At December 31, 2020, the downturn in the aerospace industry resulting from the COVID-19 pandemic was identified as an indicator of impairment for all the Cash Generating Units (“CGUs”) in the A&T segment.
As a result, these CGUs were tested for impairment and their value in use was calculated using discounted cash flows based on a financial forecast for the period 2021-2025 prepared by management and reflecting the following key assumptions:
Aerospace market demand was expected to be down by approximately 50% in 2021 and 2022 compared to 2019,
Reductions in costs and capital expenditures were assumed to help partially offset weak demand,
Profitability and cash-flows were assumed to recover in the 2023 to 2025 period, but remained below 2019 levels,
The terminal value was determined using a perpetuity growth calculation assuming a long term growth rate of 1.5%,
A discount rate of 9% was assumed.
This impairment test conclusion to fully impair two CGUs for €16 million (€9 million for the Montreuil-Juigné plant and €7 million for the Ussel plant) was reached in the year ended December 31, 2020.

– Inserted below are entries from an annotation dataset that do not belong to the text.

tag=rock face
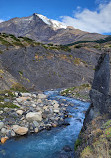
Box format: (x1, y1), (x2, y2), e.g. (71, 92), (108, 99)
(90, 54), (110, 113)
(0, 122), (4, 129)
(0, 43), (100, 91)
(92, 53), (110, 96)
(13, 125), (28, 135)
(75, 54), (111, 158)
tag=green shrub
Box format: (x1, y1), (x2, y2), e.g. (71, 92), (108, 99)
(11, 83), (27, 92)
(0, 102), (19, 109)
(74, 139), (81, 151)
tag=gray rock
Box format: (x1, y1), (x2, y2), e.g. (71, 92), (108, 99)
(26, 112), (42, 121)
(0, 122), (4, 129)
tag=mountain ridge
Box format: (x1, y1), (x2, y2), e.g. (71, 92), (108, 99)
(0, 13), (107, 45)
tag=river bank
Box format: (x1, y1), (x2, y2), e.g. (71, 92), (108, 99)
(0, 91), (89, 158)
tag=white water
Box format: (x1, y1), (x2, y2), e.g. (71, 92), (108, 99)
(0, 91), (89, 158)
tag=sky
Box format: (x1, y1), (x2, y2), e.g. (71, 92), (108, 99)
(0, 0), (111, 34)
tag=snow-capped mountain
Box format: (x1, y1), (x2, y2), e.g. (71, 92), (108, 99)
(0, 13), (105, 44)
(35, 14), (67, 30)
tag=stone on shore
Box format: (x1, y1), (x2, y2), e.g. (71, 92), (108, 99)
(17, 110), (23, 115)
(0, 122), (4, 129)
(26, 112), (42, 121)
(13, 125), (28, 135)
(1, 137), (8, 144)
(37, 94), (47, 99)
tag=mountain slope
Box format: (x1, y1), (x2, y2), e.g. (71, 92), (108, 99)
(0, 13), (106, 44)
(0, 34), (104, 91)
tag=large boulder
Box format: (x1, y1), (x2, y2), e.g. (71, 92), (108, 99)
(37, 94), (47, 99)
(0, 122), (4, 129)
(26, 112), (42, 121)
(12, 125), (28, 135)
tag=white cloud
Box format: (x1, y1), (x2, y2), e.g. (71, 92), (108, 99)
(0, 19), (4, 23)
(61, 1), (111, 33)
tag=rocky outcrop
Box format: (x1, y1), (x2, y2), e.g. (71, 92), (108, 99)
(75, 53), (111, 158)
(0, 14), (106, 44)
(84, 53), (110, 125)
(13, 125), (28, 135)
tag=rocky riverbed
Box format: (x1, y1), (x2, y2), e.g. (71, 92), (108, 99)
(0, 92), (71, 143)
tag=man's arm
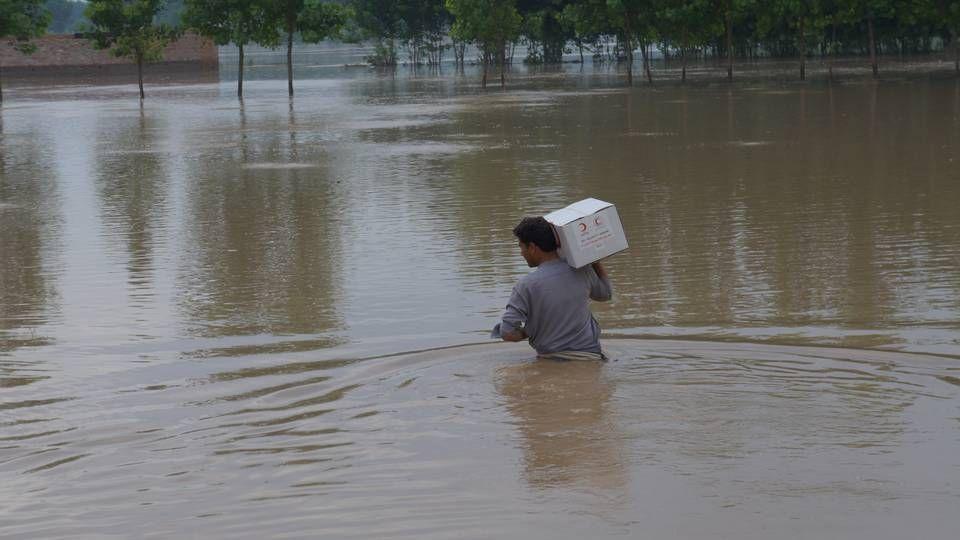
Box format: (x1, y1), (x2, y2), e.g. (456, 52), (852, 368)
(500, 283), (530, 341)
(590, 262), (613, 302)
(500, 328), (527, 342)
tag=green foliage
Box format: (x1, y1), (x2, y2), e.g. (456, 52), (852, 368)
(447, 0), (522, 53)
(86, 0), (178, 63)
(44, 0), (90, 34)
(0, 0), (50, 54)
(183, 0), (280, 47)
(297, 0), (347, 43)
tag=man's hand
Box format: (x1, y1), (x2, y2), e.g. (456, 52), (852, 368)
(590, 262), (607, 279)
(500, 330), (527, 342)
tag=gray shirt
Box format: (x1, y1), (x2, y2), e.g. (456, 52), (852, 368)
(500, 260), (612, 354)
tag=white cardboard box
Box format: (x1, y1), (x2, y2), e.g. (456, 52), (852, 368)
(543, 199), (627, 268)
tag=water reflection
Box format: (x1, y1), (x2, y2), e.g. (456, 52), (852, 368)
(496, 360), (629, 495)
(0, 118), (62, 380)
(181, 105), (343, 335)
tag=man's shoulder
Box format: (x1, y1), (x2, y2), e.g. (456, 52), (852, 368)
(519, 261), (576, 286)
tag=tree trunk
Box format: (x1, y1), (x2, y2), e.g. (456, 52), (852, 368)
(287, 29), (293, 97)
(727, 2), (733, 82)
(237, 43), (243, 99)
(800, 17), (807, 81)
(137, 54), (146, 101)
(480, 51), (490, 88)
(640, 43), (653, 84)
(952, 30), (960, 75)
(827, 21), (837, 82)
(500, 43), (507, 88)
(680, 45), (687, 84)
(623, 11), (633, 86)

The Group also tested the sensitivity of two other A&T CGUs to changes in cash flows, in discount rates, and in perpetuity growth rates:
With cash-flows that were 20% lower from 2021 to 2025, including the terminal year cash flow, the recoverable value would exceed the carrying value for one CGU, and equal the carrying value for the other CGU,
With an increase in the discount of 275 basis points, the recoverable value of one CGU would exceed the carrying value, and equal the carrying value for the other CGU,
With a decrease in the perpetual growth rate of 400 basis points, the recoverable value of one CGU would exceed the carrying value, and equal the carrying value for the other CGU.
At December 31, 2020, management also reviewed the CGUs in the AS&I segment and identified an indicator of impairment for two Automotive Structures plants - Nanjing, China and White, Georgia, U.S.
In June 2020, one of the main customers of the Nanjing plant announced a suspension of its operations as well as a strategic reorganization and the business prospects were reviewed consequently. The White Georgia plant was tested for impairment due to lower profitability than expected as a result of operational challenges faced in the implementation of a new technology developed for one specific automotive platform leading management to reassess the long-term prospects of the plant.
As a result, these two CGUs were tested for impairment and their values in use were calculated using discounted cash flows and a discount rate of 9%. Based on this analysis the conclusion to fully impair the Nanjing plant for €12 million was reached in the year ended December 31, 2020. The White Georgia plant was partially impaired for €13 million, leading to a carrying value of €11 million at December 31, 2020.
There were no other impairment indicators identified for our other CGUs at December 31, 2020.
At December 31, 2019, a triggering event was identified for the Automotive Structure USA CGUs due to the fact that actual operating profit and net cash flows were impacted by higher than expected costs related to operational challenges on some of the newer automotive programs. The Automotive Structure USA CGUs were tested for impairment at December 31, 2019 and management concluded that no impairment charge was required. No triggering events were identified at December 31, 2019 for our other CGUs.